3. Basic biochemical processes. They found an excess secretion of serotonin in platelets of autistic children. Read the rest of this entry »
Among the various causes that lead to autism is one, too, the hypothesis of a failure to develop a so-called “theory of mind.”
Possessing a theory of mind is to attribute mental states, that is, desires, emotions, intentions, thoughts and beliefs to themselves and to others and, based on what, to expect that people will behave in relation to their internal states, to what want, think and feel.
Reviewing the historical stages of theory of mind, it is necessary to mention, first, the experimental work carried out by Premack and Woodruff On the other hand, the “task of false belief” by Wimmer and Perner. Read the rest of this entry »
Recent cognitive theories identify the distortion of the report
interpersonal early the fundamental characteristic of autism.
The theory of mind now provides one of the most compelling etiological hypothesis
autism, focusing on the analysis of their relationship difficulties of the child.

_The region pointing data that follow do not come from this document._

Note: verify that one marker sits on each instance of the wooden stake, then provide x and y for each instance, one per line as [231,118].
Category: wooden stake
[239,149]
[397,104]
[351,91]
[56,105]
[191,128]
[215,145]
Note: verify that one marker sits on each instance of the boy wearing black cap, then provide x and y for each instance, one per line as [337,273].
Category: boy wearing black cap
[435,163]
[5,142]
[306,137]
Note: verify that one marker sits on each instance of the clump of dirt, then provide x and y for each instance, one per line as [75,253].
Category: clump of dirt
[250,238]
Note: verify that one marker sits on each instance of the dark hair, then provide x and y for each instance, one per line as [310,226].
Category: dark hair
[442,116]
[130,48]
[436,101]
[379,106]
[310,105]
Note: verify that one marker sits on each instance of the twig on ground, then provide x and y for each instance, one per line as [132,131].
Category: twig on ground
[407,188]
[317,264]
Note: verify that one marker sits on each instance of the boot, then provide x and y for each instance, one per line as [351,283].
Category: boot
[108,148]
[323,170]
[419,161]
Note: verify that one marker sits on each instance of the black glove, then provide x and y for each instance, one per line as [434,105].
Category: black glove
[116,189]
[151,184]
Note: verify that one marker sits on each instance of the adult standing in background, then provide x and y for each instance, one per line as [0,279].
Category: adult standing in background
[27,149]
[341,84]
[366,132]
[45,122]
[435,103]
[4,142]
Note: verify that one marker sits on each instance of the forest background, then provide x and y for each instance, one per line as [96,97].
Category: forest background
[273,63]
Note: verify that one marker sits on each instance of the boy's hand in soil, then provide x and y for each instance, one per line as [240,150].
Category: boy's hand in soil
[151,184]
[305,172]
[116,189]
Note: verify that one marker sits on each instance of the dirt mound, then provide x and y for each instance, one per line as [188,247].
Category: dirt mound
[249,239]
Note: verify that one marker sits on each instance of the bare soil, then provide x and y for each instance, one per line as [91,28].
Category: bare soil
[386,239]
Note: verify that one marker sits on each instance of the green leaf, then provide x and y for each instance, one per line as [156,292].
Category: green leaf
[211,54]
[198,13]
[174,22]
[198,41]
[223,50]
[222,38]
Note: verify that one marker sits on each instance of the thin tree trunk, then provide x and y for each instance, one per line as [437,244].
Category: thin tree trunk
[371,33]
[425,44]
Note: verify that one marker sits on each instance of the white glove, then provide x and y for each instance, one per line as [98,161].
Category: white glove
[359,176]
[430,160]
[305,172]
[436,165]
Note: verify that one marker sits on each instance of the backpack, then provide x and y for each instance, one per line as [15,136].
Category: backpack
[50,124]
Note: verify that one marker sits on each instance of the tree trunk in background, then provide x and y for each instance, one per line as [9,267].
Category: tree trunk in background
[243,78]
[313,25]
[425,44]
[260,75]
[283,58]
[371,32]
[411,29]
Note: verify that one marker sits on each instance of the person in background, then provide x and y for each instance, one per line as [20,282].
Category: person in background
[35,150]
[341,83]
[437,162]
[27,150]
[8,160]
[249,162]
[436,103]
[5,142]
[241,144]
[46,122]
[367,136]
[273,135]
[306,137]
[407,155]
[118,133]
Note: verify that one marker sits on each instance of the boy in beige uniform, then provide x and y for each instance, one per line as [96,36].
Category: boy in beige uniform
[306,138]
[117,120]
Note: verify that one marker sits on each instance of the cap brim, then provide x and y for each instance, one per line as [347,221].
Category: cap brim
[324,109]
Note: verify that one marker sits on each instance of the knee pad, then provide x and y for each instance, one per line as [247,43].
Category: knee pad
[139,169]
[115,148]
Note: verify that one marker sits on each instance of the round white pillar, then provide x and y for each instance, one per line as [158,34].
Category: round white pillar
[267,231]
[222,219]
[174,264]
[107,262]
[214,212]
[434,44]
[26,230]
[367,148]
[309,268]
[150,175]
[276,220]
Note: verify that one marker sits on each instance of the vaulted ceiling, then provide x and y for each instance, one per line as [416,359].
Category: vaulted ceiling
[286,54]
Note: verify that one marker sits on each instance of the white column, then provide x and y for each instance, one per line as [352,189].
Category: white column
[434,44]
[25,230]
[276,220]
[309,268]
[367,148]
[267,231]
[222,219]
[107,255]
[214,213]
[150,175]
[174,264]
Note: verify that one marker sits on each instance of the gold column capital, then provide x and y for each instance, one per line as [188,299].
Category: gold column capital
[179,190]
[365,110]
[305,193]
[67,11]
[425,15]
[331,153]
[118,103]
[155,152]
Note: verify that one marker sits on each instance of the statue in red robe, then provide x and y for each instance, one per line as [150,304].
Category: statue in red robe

Possessing a theory of mind is to attribute mental states (desires,
emotions, intentions, thoughts and beliefs) to themselves and others, and provide
Therefore, the behavior of people on the basis of their internal states.
Baron-Cohen, Leslie, Frith have shown experimentally that the children
autism have similar capabilities to their normal peers in giving a
physical causality in an event, but would be unable to represent the state
mental self and others, this reveals that the autistic child is deficient
the ability to differentiate the actual state of things from the representation
mental. Read the rest of this entry »
Autism is a brain disorder. People with autism have difficulty communicating and interacting with others. A child with autism may seem very withdrawn, may not make eye contact with people, can not talk or play the same way as other children do, or may repeat certain motions and behaviors over and over again.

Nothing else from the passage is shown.